Oliver Pocher zieht Christian Wolf durch den Kakao
Oliver Pocher ist bekannt dafür, sich auf berühmte Persönlichkeiten geradezu einzuschießen. Sein neuestes Opfer: Fitness-Influencer Christian Wolf.
Seit Monaten rechnet Olli öffentlich mit Christian Wolf und seiner Werbung für die Marke More (zuckerreduzierte Ernährungsprodukte und Nahrungsergänzungsmittel) ab. Und wie wir Oliver Pocher kennen, lässt er es sich auch nicht nehmen, Christian Wolf zu imitieren.
Hawaiihemd, umgedrehte Cappy, Schnauzer – fertig ist der Christian-Wolf-Look. Genau so tauchte Oliver Pocher am vergangenen Wochenende auf der FIBO in Köln auf. Sei Ziel: der Stand von More.

Was genau er dort im Christian-More-Aufzug vorhatte, geht aus dem kurzen Clip, den Olli auf Instagram postete, nicht hervor. Darin ist lediglich zu sehen, wie Olli zuerst noch sanft, dann etwas grober aus dem Gebäude geschmissen wird.
Zuerst scherzt Olli noch: „Der Chef ist im Haus!“ Als er von zwei Männern darum gebeten wird, zu gehen, lenkt Olli zwar ein, fängt aber trotzdem an zu diskutieren. Plötzlich greift ein Security-Mitarbeiter ein und zerrt Olli am Arm. „Ich sage, du gehst jetzt!“, ranzt er Pocher an und drängt ihn, von dem More-Stand wegzugehen. Ein anderer Mitarbeiter packt Olli sogar am Nacken und drängt ihn weiter.

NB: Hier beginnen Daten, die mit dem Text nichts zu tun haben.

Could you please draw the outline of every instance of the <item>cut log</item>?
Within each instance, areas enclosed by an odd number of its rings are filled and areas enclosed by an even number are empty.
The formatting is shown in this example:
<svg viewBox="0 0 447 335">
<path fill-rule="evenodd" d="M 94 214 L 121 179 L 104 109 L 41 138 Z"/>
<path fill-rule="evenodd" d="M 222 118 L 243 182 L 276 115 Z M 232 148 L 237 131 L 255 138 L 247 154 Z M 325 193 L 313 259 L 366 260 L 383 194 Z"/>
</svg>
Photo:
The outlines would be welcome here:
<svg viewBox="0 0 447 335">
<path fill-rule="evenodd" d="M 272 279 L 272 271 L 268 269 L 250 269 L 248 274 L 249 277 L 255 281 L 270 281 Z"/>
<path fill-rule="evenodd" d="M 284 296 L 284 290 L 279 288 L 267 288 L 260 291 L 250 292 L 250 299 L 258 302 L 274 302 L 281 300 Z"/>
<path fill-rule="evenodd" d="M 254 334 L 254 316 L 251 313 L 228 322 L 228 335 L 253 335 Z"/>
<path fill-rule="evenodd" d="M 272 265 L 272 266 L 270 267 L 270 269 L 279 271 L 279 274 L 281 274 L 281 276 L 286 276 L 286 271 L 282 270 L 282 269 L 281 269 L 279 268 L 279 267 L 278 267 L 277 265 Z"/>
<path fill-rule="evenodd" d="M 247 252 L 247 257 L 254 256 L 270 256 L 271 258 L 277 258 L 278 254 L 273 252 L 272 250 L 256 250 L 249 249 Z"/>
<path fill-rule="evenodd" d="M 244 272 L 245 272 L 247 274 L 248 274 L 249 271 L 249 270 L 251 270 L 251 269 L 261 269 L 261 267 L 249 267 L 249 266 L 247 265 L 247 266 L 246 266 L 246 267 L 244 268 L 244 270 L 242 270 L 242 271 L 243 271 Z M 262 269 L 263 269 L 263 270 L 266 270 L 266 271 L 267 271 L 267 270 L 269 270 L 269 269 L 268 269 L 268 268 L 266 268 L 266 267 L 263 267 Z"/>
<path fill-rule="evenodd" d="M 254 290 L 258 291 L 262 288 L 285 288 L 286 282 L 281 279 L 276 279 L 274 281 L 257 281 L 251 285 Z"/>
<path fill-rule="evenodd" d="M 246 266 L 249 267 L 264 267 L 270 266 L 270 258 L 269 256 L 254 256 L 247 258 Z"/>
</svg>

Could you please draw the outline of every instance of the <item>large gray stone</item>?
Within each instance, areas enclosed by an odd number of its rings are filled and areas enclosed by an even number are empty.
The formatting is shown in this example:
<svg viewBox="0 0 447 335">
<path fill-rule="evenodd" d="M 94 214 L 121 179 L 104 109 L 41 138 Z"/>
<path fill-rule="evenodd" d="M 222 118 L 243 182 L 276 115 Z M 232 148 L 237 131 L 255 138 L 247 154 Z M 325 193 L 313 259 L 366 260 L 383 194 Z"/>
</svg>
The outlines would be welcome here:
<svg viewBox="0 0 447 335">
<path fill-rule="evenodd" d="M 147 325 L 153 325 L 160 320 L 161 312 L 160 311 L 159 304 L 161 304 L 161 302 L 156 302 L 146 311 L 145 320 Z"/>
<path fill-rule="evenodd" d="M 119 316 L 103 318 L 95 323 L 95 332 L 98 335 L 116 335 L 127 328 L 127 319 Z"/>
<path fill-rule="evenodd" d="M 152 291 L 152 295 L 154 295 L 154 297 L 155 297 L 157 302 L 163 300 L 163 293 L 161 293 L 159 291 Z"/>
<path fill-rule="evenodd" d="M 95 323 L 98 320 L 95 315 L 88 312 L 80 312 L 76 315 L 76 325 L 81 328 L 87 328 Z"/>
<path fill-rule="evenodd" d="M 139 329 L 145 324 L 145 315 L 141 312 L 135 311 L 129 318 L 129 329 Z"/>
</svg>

Doch Oliver Pocher wäre nicht Oliver Pocher, wenn er sich das gefallen ließe. „Kann man das bitte normal sagen? Lass mich bitte los!“, wehrt er sich. Dann erteilt ihm der Security-Mitarbeiter sogar Hausverbot. Olli ist entsetzt: „Hausverbot? Wer hat das denn gesagt?“
Christian Wolf lässt Oliver Pocher rauswerfen
Oliver Pocher macht das Ganze natürlich nicht nur zum Spaß. Die Aktion wurde mit der Kamera festgehalten, als Content für seinen kostenpflichtigen Pocher.Club. Wer das Ergebnis des skandalösen Messebesuchs sehen will, muss wohl oder übel dafür zahlen.